## File Preprocessing

**80:20 rule of data science** (Quote from "Machine Learning for Text Analysis" slide 48,  provided by Prof. Christian Bauckhage)

- 80% of the work are spent on pre-processing, data cleansing
- 20% of the work are spent on data analysis and visualization

**VERY IMPORTANT ON PRE-PROCESSING**

In the following, we try preprocessing using NLTK and Spacy and further discuss the benefits and drawbacks of both libraries.

In [1]:
import numpy as np
import re
import string
import warnings
from collections import Counter
import pandas as pd

import nltk
from nltk.corpus import stopwords
from nltk.tokenize import word_tokenize
from nltk.stem import PorterStemmer
from nltk.stem import SnowballStemmer

import spacy

### Preprocessing using nltk packages 
[NLTK](https://www.nltk.org) is a leading platform for building Python programs to work with human language data [1].

First we try to use nltk packages to pre-process the data based on:
- strong community support
- more efficient than spacy (less run time after comparison)

However, there are some drawbacks, especially for German processing:
- lemmatization not supported
- bad stemming --> casuing too many redundant tokens
- part-of-speech tagging not well integrated

Our NLTK preprocessing consists of the following steps:
1. remove digits (e.g. '0123456789')
2. remove punctuations (e.g. ',.„“|')
3. change all text case to lower case
4. tokenize sentences (breaking sentences into words or phrases)
5. remove stop words (e.g. 'einer', 'eine', 'eines', 'einen', 'oder', 'aber'...)

**Reference:**

[1] Bird, Steven, Edward Loper and Ewan Klein (2009).
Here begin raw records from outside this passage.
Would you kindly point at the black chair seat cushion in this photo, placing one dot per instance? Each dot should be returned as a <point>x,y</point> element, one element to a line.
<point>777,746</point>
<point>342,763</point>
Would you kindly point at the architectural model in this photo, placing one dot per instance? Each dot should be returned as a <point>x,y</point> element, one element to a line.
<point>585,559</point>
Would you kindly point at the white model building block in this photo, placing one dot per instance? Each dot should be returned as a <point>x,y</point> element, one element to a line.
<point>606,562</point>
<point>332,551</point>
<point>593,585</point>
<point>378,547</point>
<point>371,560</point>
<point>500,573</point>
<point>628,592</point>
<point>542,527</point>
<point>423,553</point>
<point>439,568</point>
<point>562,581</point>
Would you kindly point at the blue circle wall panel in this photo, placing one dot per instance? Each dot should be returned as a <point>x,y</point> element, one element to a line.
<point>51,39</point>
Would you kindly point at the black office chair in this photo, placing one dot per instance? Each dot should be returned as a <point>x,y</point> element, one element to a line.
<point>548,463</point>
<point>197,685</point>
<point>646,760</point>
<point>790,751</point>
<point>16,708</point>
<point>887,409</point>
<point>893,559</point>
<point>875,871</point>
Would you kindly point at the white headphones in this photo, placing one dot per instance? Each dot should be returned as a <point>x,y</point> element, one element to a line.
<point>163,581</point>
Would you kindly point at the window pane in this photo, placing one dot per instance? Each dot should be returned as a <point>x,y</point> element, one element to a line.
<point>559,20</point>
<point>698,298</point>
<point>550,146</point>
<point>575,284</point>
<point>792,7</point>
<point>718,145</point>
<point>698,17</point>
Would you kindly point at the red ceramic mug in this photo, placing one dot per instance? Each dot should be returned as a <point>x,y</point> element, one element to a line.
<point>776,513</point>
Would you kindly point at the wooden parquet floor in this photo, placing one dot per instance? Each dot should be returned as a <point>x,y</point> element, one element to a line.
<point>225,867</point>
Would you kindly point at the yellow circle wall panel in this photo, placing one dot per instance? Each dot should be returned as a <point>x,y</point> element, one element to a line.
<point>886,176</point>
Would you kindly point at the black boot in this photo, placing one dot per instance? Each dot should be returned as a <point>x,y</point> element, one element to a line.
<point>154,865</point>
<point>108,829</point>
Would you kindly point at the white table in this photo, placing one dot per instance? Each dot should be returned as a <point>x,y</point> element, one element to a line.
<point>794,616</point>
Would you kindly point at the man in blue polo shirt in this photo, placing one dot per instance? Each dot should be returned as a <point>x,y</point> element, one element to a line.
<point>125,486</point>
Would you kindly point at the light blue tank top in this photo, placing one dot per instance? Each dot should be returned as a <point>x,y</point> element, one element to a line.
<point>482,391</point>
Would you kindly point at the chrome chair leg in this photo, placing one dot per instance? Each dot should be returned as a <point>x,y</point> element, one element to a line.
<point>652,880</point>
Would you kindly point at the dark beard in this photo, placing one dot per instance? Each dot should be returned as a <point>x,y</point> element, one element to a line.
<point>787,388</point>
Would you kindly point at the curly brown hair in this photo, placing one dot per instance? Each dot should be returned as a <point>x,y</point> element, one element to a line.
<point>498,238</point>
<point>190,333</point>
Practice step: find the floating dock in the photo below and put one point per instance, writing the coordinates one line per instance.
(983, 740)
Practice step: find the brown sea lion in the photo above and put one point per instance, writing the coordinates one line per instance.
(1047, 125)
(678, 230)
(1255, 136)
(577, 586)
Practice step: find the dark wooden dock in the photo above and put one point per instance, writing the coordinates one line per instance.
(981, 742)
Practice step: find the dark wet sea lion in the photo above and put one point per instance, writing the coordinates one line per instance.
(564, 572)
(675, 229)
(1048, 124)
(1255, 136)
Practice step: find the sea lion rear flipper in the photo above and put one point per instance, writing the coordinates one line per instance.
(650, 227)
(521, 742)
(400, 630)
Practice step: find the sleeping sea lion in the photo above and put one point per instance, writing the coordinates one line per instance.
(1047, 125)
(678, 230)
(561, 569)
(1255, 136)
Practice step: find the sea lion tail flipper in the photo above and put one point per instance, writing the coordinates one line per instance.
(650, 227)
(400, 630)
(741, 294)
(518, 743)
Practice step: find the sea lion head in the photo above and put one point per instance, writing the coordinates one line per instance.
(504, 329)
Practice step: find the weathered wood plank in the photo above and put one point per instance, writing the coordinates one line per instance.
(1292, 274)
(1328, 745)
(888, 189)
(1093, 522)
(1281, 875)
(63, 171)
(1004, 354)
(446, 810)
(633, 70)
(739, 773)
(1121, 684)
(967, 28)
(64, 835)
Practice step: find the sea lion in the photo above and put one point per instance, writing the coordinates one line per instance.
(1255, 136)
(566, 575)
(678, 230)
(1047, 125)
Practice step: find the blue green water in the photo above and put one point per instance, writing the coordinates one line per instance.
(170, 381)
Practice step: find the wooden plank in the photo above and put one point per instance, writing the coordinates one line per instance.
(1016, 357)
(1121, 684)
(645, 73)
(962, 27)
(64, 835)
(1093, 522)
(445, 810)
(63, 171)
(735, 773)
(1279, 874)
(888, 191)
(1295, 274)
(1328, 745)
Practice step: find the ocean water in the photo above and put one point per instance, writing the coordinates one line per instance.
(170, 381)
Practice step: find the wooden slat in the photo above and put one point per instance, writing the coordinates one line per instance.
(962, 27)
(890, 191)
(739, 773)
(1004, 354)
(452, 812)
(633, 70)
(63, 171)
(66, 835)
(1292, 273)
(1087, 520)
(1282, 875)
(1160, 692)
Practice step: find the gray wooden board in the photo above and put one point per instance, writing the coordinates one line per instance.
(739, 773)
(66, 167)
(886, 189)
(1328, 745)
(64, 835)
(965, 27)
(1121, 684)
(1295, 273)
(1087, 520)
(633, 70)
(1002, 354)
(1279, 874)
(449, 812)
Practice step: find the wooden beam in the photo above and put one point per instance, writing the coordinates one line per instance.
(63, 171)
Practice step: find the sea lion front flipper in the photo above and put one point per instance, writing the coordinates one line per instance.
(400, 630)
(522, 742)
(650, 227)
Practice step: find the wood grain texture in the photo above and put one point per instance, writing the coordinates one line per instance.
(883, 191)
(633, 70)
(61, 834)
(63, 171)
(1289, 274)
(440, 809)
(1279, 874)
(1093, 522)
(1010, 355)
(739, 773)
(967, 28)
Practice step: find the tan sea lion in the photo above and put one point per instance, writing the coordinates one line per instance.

Natural Language Processing with Python.  O'Reilly Media Inc.

In [2]:
def nltkPreprocessing(text):

    # remove digits and some special symbols
    dig_translator = str.maketrans('', '', '0123456789-/€®–„“|')
    text = text.translate(dig_translator)

    # remove punctuation
    str_translator = str.maketrans('', '', string.punctuation)
    text = text.translate(str_translator).lower()
    text = text.strip()

    # tokenize sentences
    word_tokens = word_tokenize(text)
    stop_words = stopwords.words('german')

    # remove stop words
    filtered_tokens = [w.lower() for w in word_tokens if not w.lower() in stop_words]

    return filtered_tokens

    # using PorterStemmer to stem the tokens (effect not good)
#     ps = SnowballStemmer('german')
#     stem_tokens = [ps.stem(w) for w in filtered_tokens]
#     return stem_tokens

### Preprocessing using Spacy packages
[Spacy](https://spacy.io/usage/) is a free open-source library for Natural Language Processing in Python. It features NER, POS tagging, dependency parsing, word vectors and more. 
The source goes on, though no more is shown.